While the preferred embodiments of the present application have been described, additional variations and modifications in those embodiments may occur to those skilled in the art once they learn of the basic inventive concepts. Therefore, it is intended that the appended claims be interpreted as including preferred embodiments and all alterations and modifications as fall within the scope of the application.

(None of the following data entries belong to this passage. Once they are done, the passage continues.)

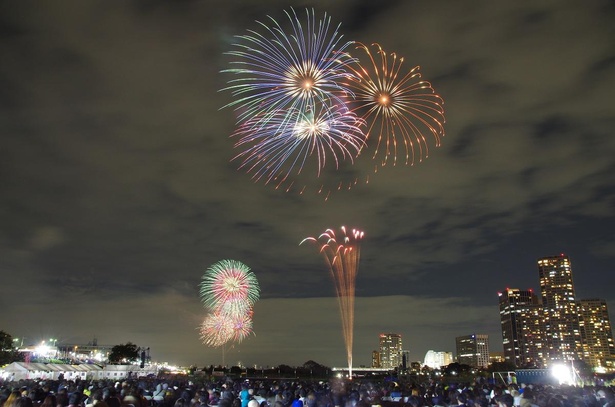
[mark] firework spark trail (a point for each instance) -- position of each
(229, 290)
(229, 285)
(289, 137)
(403, 106)
(280, 70)
(343, 261)
(291, 89)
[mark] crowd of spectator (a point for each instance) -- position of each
(295, 393)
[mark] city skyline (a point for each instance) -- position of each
(118, 189)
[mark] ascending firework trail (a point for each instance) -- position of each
(342, 256)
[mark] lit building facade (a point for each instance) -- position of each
(390, 351)
(596, 333)
(522, 319)
(375, 358)
(436, 360)
(560, 309)
(473, 350)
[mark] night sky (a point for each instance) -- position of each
(117, 188)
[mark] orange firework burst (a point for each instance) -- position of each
(342, 257)
(400, 109)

It will be apparent to those skilled in the art that various changes and modifications may be made in the present application without departing from the spirit and scope of the application. Thus, if such modifications and variations of the present application fall within the scope of the claims of the present application and their equivalents, the present application is intended to include such modifications and variations as well.

Claims

1. A method for adjusting power system power flow convergence, the method comprising:

acquiring historical ground state load state of a power system, determining state space and action space according to load level of the historical ground state load state and adjustable electrical elements in the system, and determining input dimension and output dimension of a Q neural network model according to the state space and the action space, wherein

The action space comprises start-stop states of all adjustable generators in the power system, wherein a variable of 0-1 is used for representing the start-stop states of the generators in the power system, 0 represents the stop of the generators, and 1 represents the operation of the generators;

determining a mapping relation between the action space and the start-stop state of the generator of the power system, and adjusting the running state of the generator of the power system according to the adjustment action output by the training model;

obtaining a target load level and a current start-stop state of the generator, determining an adjusting action according to the Q neural network model, and adjusting the power flow of the power system to a convergence state according to the adjusting action, wherein

The training Q neural network model specifically comprises the following steps:

initializing a target Q network, and assigning a weight parameter of the current Q network to the target Q network; the current Q network and the target Q network have the same structure;

performing a preset round of training on the target Q network until the average accumulated reward value reaches a higher level and keeps stable, and generating a Q neural network model, wherein

The reward function for the reward value is as follows:

2. the method of claim 1, the ground state load condition comprising a load real power value and a reactive power value.

3. The method of claim 1, the state space comprising a start-stop state of a power system generator and a load state of a power system.

4. A system for adjusting power system power flow convergence, the system comprising:

the acquisition module acquires the historical base state load state of the power system, determines a state space and an action space according to the load level of the historical base state load state and adjustable electrical elements in the system, and determines the input dimension and the output dimension of the Q neural network model according to the state space and the action space, wherein

the adjusting module is used for acquiring a target load level and the current start-stop state of the generator, determining an adjusting action according to the Q neural network model, and adjusting the power flow of the power system to a convergence state according to the adjusting action, wherein the adjusting action is

The training Q neural network model specifically comprises the following steps:

training the target Q network in a preset round until the average accumulated reward value reaches a higher level and keeps stable, and generating a Q neural network model, wherein

The reward function for the reward value is as follows:

5. the system of claim 4, the ground state load condition comprising a load real power value and a reactive power value.

6. The system of claim 4, the state space comprising a start-stop state of a power system generator and a load state of a power system.